Skip to content

Custom INI parser does not support flattened structs

TL;DR: https://github.com/serde-rs/serde/issues/1183

Problem

We currently use flattened structs for v2 implementation of the BUILDINFO format. Since it re-uses most of the already existing v1 fields, I thought it would be a good idea to use the struct flattening (i.e. flatten attribute) of serde as follows:

struct BuildInfoV1 {
    format: Schema,
    pkgname: Name,
    installed: Vec<InstalledPackage>,
    // stripped rest for brevity
}
struct BuildInfoV2 {
    #[serde(flatten)] // carries over all fields from BuildInfoV1
    v1: BuildInfoV1,
}

This works in theory and our current test suite passes:

format = 2
pkgname = foo
installed = foo-1.2.3-1-any
installed = bar-1.2.3-1-any

However, I hit a scenario which this does not work due to not being able to infer the type:

format = 2
pkgname = foo
installed = bar-1.2.3-1-any

Error: DeserializeError(Custom("invalid type: string "bar-1.2.3-1-any", expected a sequence")

Apparently, the flatten feature works by first capturing all the data generically using deserialize_any. On the other hand, our deserializer expects the actual type (i.e. a sequence) so it throws an error when it encounters a String instead.

This also happens with any type that is non-self-describing, so if you have used e.g. u64 in the parser:

Error: invalid type: string, expected u64

External Links

  1. An issue which describes the same problem with a hacky workaround: https://github.com/serde-rs/serde/issues/1881

  2. A similar case in rust-csv with a better explanation: https://github.com/BurntSushi/rust-csv/issues/344

#[serde(flatten)] is only supported for self-describing formats because it needs to parse the tokens ahead of time using deserialize_any(), since it doesn't know what types the nested fields contain yet. Since the deserialization then simply "guesses" the type, it might guess wrong and you get issues like this.
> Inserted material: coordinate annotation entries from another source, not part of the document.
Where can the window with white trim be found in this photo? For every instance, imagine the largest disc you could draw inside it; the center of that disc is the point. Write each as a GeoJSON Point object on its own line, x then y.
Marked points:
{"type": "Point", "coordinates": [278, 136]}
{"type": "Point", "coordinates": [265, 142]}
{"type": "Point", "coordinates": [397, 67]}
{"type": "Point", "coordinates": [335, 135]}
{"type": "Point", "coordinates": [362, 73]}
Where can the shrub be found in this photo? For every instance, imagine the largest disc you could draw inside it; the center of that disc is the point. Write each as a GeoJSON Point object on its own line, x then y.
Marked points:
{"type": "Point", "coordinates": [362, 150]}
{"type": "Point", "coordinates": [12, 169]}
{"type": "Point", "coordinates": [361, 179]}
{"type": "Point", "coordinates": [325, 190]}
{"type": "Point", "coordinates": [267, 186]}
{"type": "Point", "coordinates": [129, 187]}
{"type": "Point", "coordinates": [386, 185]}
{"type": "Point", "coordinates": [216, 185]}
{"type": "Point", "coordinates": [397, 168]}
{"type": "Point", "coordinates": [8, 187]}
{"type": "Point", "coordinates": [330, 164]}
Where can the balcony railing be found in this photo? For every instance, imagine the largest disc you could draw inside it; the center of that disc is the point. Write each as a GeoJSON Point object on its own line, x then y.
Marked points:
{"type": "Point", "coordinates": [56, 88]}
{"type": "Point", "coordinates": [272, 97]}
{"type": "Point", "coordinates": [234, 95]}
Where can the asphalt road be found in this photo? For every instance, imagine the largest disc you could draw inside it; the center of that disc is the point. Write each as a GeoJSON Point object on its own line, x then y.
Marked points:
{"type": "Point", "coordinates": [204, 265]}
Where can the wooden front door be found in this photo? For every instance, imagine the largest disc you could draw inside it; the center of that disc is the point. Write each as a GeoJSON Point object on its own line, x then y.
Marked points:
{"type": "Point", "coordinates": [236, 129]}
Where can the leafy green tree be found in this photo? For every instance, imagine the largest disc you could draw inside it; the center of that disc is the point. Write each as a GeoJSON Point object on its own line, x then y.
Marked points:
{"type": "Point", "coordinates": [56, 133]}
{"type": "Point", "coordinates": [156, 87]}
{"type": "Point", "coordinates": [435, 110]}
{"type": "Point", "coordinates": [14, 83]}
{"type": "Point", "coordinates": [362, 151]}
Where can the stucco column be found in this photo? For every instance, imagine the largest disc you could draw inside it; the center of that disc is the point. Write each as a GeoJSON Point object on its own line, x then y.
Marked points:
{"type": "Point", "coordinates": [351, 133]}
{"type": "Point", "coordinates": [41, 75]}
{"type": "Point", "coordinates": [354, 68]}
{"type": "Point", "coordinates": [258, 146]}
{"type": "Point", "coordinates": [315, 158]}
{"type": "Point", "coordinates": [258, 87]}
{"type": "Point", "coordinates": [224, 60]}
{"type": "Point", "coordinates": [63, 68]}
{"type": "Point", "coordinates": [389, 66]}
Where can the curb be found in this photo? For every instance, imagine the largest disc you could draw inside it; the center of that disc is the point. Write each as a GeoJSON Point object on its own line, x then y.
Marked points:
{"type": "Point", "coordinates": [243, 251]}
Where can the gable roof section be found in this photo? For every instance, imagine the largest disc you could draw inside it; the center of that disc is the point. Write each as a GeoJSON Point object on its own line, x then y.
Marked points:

  1. Bug report in serde: https://github.com/serde-rs/serde/issues/1183

Solution

There doesn't seem to be an apparent solution to this yet (see the 3rd link above). We can ditch flatten and embrace the code duplication or come up with a custom deserializer on BUILDINFO v2 that does flattening manually.

I'm looking into these solutions and also extending our test suite to catch these edge cases.

Edited by Orhun Parmaksız